Esistono paper che dimostrano che su vari livelli motivazionali e a volte anche su alcune patologie il videogioco migliora gli outcome
La ricerca in quest’ambito è florida e a breve vedranno la luce videogame per trattare l’insonnia, alcune forme di irritazione del colon, alcuni sintomi associati alle chemioterapie, o alcune forme di dipendenze.
“Ci sono poi casi nei quali il videogioco è usato per il benessere o per stimolare l’adesione a protocolli medici – rileva il game designer – Un forte tasso di coinvolgimento e delle ‘spinte gentili‘ possono favorire certi comportamenti su alcune classi di pazienti. Pensiamo per esempio ai videogiochi che portano gli utenti fuori di casa spingendoli a camminare e andando contro quello che sembra essere lo stereotipo del videogame che ti tiene chiuso in casa”.
Un Minecraft personalizzato
Un altro esempio di videogame sviluppato in Italia è StomyCraft, un gioco pensato per i bambini stomizzati.
“L’idea è nata nel 2021 all’interno dell’associazione FAIS che si occupa di queste tematiche – spiega Nicola Caione, responsabile all’interno del gruppo dei progetti di innovazione e ideatore di StomyCraft – Da uno studio di mercato abbiamo capito che potevamo personalizzare Minecraft rendendolo adatto al nostro target”.
Minecraft è un videogioco di avventura tra i più diffusi al mondo: FAIS si è rivolta a esperti che hanno modificato i personaggi, aggiungendo il sacchetto che caratterizza la persona stomizzata.
“Serve per creare consapevolezza della situazione e far sì che il bimbo possa fare una vita normale (sconfiggere il drago o costruire il castello), tenendo conto della sua condizione”. L’altra modifica riguarda infatti una barra aggiuntiva che indica il livello di riempimento del sacchetto: accanto a quella che misura i livelli di energia, infatti, questa serve per gestire al meglio l’alimentazione: “Ci sono alcuni cibi che vanno bene, mentre altri possono dare dei problemi. In questo modo il bambino impara a distinguerli e capisce come comportarsi anche nella vita reale”.
Il target di questa versione del gioco sono i bambini tra i 6 e i 13 anni e la diffusione del gioco è filtrata: “Il videogame è su un server controllato da noi: non può giocarci chiunque”, afferma Caione. Questo per ridurre la possibilità di cyberbullismo e perché a breve partirà uno studio scientifico in collaborazione con gli ospedali pediatrici Gaslini di Genova e Meyer di Firenze volto proprio a indagare i benefici del gioco.

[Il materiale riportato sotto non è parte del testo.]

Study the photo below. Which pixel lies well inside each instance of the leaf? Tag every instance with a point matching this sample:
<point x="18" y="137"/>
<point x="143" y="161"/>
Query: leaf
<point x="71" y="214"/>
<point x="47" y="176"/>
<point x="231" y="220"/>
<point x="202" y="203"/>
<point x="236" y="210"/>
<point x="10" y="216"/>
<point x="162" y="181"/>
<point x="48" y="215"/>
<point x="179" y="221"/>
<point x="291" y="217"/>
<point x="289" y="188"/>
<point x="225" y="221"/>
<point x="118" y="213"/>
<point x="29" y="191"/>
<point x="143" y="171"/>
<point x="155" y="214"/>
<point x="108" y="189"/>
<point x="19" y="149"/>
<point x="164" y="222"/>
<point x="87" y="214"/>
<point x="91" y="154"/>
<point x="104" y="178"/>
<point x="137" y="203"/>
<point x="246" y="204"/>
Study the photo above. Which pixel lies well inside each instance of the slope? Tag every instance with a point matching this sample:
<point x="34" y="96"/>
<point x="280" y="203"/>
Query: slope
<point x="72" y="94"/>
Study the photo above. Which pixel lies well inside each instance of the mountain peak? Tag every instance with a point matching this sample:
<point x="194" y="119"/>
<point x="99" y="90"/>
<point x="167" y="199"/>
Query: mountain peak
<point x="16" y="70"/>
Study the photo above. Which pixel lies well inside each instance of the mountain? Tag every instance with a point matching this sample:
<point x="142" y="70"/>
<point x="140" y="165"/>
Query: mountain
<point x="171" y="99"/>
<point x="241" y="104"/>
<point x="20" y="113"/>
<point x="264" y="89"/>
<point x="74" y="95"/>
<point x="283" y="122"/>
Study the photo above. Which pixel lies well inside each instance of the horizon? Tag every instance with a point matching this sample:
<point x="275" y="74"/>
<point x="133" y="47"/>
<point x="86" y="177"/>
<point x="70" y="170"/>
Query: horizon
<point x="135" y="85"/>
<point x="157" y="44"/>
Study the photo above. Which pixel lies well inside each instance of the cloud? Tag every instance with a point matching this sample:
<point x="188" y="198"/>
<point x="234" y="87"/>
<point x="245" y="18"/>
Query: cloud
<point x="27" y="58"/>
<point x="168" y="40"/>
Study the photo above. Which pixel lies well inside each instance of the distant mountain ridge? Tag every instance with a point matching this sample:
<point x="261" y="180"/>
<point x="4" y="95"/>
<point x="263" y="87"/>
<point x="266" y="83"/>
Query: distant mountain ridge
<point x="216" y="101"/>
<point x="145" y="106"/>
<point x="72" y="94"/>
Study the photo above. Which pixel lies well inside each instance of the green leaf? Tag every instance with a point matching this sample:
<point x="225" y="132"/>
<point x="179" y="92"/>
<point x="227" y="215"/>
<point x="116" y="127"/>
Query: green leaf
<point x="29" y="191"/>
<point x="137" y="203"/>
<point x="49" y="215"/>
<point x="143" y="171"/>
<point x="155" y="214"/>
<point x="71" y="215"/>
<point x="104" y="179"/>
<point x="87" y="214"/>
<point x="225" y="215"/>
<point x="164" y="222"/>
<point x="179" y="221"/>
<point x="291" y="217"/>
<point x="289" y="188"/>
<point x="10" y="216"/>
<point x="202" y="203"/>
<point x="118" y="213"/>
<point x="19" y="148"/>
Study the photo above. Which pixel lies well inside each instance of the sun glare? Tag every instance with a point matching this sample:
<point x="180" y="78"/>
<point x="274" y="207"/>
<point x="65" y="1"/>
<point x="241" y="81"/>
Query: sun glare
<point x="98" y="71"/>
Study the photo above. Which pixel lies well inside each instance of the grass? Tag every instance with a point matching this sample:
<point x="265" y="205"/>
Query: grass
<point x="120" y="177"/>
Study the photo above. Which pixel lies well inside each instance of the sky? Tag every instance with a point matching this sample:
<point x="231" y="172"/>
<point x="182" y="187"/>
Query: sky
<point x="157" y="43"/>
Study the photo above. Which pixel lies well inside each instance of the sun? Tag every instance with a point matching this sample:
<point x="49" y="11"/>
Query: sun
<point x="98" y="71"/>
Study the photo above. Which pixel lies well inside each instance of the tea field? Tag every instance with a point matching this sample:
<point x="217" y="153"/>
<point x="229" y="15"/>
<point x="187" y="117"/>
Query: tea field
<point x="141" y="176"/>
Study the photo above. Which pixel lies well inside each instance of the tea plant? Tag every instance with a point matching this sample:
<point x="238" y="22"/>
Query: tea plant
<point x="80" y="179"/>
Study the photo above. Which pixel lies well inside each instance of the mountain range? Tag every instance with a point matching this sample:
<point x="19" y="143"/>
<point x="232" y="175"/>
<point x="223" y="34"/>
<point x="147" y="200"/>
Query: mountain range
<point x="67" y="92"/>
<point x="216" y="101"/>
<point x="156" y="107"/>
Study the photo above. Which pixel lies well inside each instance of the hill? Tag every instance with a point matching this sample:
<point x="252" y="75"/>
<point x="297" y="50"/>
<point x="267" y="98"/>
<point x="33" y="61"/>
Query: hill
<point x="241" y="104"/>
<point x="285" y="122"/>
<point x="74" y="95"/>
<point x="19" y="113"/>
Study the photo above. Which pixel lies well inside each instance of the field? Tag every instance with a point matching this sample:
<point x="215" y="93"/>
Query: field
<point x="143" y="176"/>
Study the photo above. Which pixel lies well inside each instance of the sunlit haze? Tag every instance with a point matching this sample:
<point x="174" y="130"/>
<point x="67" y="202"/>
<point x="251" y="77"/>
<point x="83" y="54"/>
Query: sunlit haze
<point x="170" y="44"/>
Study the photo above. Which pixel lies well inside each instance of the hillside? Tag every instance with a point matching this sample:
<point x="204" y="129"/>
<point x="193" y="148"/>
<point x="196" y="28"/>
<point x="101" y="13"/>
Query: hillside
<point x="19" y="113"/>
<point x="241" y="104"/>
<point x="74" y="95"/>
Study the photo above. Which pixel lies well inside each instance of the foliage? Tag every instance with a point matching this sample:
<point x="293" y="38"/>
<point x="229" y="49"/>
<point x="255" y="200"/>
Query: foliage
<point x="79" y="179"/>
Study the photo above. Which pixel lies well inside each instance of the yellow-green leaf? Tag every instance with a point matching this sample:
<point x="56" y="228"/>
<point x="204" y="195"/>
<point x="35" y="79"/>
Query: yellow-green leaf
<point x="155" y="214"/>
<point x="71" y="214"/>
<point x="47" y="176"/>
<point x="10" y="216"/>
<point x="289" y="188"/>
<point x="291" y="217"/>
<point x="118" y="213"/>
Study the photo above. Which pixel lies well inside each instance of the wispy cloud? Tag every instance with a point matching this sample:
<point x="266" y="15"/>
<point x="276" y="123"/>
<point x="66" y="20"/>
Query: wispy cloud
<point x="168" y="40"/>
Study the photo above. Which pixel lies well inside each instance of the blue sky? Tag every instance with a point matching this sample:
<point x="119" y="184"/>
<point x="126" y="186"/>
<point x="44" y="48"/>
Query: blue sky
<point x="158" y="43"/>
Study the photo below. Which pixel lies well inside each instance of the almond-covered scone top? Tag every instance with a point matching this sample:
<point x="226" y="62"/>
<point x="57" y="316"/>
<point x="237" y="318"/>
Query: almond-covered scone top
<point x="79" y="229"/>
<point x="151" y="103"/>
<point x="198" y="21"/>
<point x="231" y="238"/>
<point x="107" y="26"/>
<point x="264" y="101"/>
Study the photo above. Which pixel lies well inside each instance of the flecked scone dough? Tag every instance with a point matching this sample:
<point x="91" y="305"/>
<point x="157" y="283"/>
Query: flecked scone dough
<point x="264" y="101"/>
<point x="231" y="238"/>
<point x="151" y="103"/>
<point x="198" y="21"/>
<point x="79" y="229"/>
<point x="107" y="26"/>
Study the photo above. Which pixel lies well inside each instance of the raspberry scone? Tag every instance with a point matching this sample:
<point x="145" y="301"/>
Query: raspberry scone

“L’obiettivo è capire se questo approccio gamificato migliora la capacità del bambino di fare self care, quindi di curarsi da solo, se accresce la sua accettazione e la sua qualità della vita – spiega Caione -. Ci sono degli studi sul self care dei pazienti che però non riguardano l’utilizzo del gioco”.
Il 2024 per il progetto, che ha vinto diversi riconoscimenti nell’ambito dell’innovazione digitale, sarà l’anno del test sul campo: “Dobbiamo farlo provare alle famiglie, abbiamo contatti con le associazioni pazienti di bambini che hanno queste patologie dell’apparato digerente ed è importante allargare il bacino – ricorda Caione – In questo momento stiamo accettando le richieste anche di bambini non stomizzati: da una parte dobbiamo far provare il gioco per scoprirne i bug, dall’altra è utile per chi, pur non avendo questo problema, ha un compagno o un amico stomizzato. Spesso il sacchetto è nascosto dai vestiti e la disabilità diventa invisibile: nel gioco tutto è vissuto in modo molto naturale”.